Alicante and Seville are the cities where the poorest neighbourhoods in Spain are located, while their provinces contain a good number of the lowest-income towns in the country.
This is indicated by data from the National Institute of Statistics (INE), which indicates how the lowest incomes in Spain, differentiated by neighbourhood, were located in the Seville neighbourhoods of Polígono Sur, Los Pajaritos and Amate, and in the Juan XXIII neighbourhood of Alicante.
In addition, other areas of Seville or Alicante appear on the list of the ten next poorest neighbourhoods in the country.

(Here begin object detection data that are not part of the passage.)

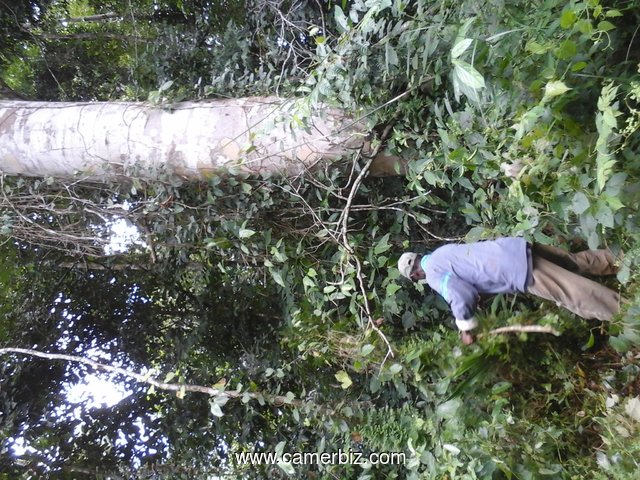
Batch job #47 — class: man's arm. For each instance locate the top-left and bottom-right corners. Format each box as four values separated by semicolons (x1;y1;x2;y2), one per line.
429;273;478;345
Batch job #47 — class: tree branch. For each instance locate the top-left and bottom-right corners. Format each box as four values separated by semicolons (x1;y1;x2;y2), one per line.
0;348;303;406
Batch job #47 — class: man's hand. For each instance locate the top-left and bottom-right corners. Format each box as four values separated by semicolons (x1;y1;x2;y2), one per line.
460;332;475;345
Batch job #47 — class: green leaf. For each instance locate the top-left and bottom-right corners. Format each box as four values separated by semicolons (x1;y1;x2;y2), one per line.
560;10;578;28
451;38;473;59
373;233;391;255
269;268;285;287
389;363;402;375
387;283;402;297
543;80;571;101
571;192;590;215
598;20;616;32
555;40;578;60
581;332;596;351
333;5;349;32
278;460;296;475
525;41;549;55
335;370;353;390
360;343;375;357
453;60;485;90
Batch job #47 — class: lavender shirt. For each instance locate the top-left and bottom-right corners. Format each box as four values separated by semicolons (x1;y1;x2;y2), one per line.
420;238;530;320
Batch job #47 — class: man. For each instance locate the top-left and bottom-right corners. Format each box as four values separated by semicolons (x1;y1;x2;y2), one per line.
398;238;620;345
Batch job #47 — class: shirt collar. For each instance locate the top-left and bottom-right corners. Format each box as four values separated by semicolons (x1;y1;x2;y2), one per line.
420;254;431;272
420;254;431;283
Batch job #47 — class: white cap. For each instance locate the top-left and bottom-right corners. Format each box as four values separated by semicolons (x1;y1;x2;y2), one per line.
398;252;418;280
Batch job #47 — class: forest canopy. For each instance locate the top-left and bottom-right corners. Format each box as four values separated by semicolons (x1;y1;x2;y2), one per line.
0;0;640;480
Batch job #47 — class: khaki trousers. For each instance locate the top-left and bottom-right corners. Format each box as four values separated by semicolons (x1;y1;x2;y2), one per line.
527;244;620;320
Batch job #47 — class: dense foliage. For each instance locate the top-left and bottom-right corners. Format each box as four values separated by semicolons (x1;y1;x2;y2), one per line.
0;0;640;479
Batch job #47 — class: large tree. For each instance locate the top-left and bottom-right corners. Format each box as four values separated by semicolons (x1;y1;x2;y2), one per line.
0;97;396;181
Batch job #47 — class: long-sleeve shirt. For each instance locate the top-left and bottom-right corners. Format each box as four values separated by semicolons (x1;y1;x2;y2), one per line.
420;238;530;330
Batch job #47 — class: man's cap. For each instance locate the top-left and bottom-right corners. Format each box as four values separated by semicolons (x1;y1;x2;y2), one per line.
398;252;418;280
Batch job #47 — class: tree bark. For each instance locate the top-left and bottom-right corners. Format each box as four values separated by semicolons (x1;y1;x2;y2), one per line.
0;97;397;182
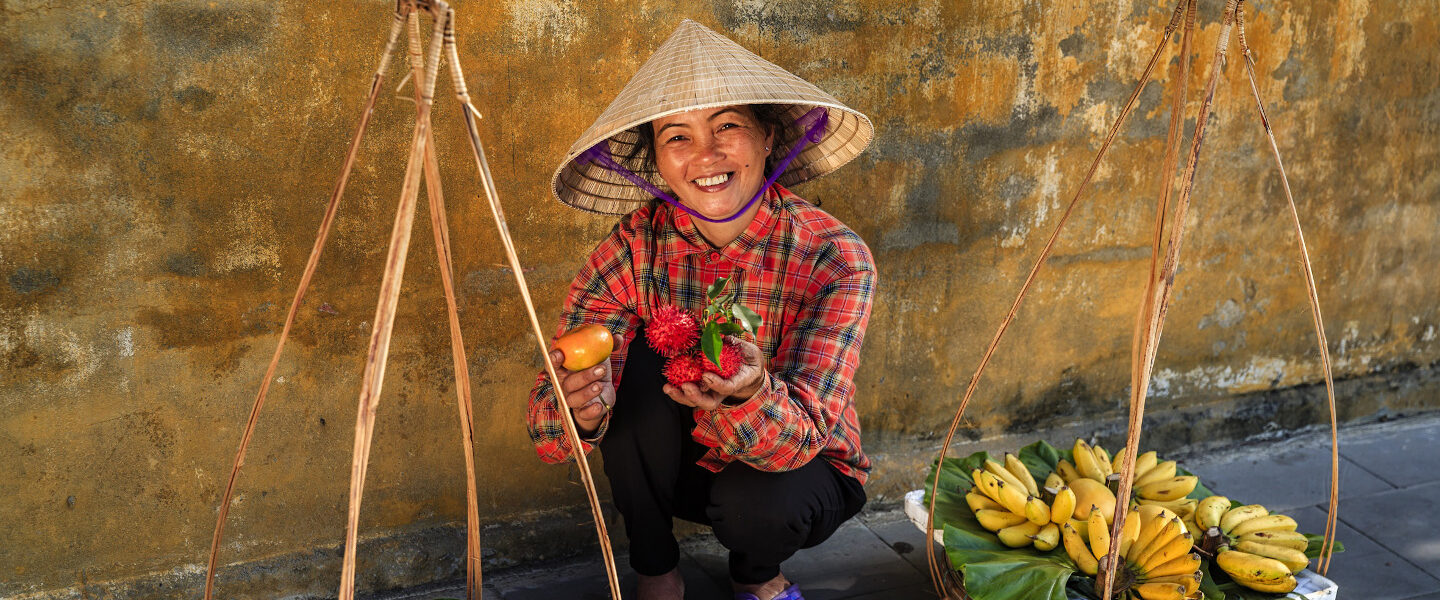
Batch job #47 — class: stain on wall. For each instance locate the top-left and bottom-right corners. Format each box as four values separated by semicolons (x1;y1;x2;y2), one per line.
0;0;1440;597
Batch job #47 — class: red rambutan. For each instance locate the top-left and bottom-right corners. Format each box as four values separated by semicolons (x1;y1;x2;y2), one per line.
700;341;744;378
664;353;708;386
645;304;700;357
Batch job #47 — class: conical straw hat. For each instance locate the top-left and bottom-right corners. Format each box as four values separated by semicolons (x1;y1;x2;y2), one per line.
550;19;874;214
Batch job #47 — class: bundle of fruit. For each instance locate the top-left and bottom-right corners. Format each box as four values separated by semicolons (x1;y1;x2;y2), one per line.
1061;505;1204;600
922;440;1342;600
645;278;760;386
1195;496;1310;594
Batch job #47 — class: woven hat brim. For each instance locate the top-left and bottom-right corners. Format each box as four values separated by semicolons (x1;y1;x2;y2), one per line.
550;20;874;214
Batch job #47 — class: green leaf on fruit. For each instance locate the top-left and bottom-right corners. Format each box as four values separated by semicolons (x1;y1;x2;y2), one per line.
730;304;760;335
700;321;724;364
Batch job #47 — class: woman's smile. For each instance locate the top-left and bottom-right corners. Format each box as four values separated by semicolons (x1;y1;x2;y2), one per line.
651;105;775;245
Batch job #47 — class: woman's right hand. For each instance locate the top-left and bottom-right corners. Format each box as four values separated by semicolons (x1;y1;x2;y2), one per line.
550;348;615;436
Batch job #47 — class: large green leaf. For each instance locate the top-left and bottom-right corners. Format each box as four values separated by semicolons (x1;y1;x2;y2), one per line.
700;321;724;364
1015;440;1060;482
945;524;1076;600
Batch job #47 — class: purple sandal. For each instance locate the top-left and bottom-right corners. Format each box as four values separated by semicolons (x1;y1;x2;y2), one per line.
734;583;805;600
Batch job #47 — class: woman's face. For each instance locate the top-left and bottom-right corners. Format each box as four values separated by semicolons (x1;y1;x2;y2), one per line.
651;105;775;219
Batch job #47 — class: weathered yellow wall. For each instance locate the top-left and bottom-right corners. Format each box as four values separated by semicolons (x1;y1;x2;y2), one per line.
0;0;1440;597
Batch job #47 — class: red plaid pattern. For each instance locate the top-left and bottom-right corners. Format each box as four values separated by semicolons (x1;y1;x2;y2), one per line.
528;186;876;483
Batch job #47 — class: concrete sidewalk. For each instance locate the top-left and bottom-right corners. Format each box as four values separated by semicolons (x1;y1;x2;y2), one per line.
383;416;1440;600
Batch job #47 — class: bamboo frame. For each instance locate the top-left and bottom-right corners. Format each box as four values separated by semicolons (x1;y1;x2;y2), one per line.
926;0;1339;599
204;0;621;600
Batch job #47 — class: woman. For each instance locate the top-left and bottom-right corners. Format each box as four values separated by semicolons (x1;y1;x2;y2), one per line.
528;20;874;600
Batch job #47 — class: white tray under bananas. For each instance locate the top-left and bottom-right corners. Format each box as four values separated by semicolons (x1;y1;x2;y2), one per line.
904;489;1339;600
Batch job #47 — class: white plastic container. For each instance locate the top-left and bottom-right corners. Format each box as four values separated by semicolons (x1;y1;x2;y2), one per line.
904;489;1339;600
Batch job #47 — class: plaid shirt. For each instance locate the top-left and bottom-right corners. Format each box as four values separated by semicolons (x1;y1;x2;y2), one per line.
528;186;876;483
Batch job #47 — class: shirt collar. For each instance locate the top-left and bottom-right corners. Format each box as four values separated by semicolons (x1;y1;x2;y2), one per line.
657;184;791;271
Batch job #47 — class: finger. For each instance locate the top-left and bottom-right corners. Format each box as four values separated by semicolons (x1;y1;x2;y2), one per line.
564;384;602;409
563;365;605;393
660;383;690;406
573;401;611;420
700;373;737;396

Along with this, in the list of the 20 municipalities with more than 20,000 inhabitants with the lowest income per inhabitant recently published by the INE for the year 2019, there are towns in Seville such as Los Palacios – Villafranca or Lebrija, and Alicante such as Torrevieja and Crevillente.
These data can be related to the fact that both provinces are among those that have received the least investment in infrastructure from the General State Budget (PGE) between 1985 and 2018, according to a list of the Independent Authority for Fiscal Responsibility (AIReF) that takes take into account the number of inhabitants for its calculation.
The data just published does not reflect how the trend could have changed, perhaps, with respect to the Seville capital at least, which has received investments in the 2023 budgets for the SE-40 ring road, the Centennial bridge and line 3 of the metro.
But that would not be the case with respect to Alicante : the Business Confederation of the Valencian Community, the Alicante Chamber of Commerce and the Institute of Economic Studies of the Province of Alicante pointed out in October that the latest budgets “do nothing” to this province, once again.
“If in the PGE 2021 298.78 million were assigned to Alicante, this figure dropped to 183.65 in 2022 and drops to 160.3 in those of 2023. On the contrary, Alicante is the second province in Spain in the one that has grown the population the most since 2020 and the fifth that contributes the most to the state GDP”, stated a document released in October 2022.
“Alicante has one of the lowest per capita incomes in Spain, it occupies position 44 out of 52”, added the document, which complained that “Alicantinos will receive less than 85.4 euro per inhabitant”.
“This investment places us in the last place of investments per inhabitant, far from the penultimate province, which is Jaén with 110 euro,” they complained.
The convergence between low investment and poor towns also occurs in Andalusian provinces such as Cádiz or Huelva, which are also among those that have received the least investment in infrastructure from the state budget between 1985 and 2018, according to AIReF and always in terms of real gross investment per inhabitant.
Cádiz and Huelva also contribute several towns to the INE’s list of the poorest towns, in which the province of Almería stands out above any other, which in the aforementioned AIReF ranking is among those that have received mediocre investment, but not among the worst treated.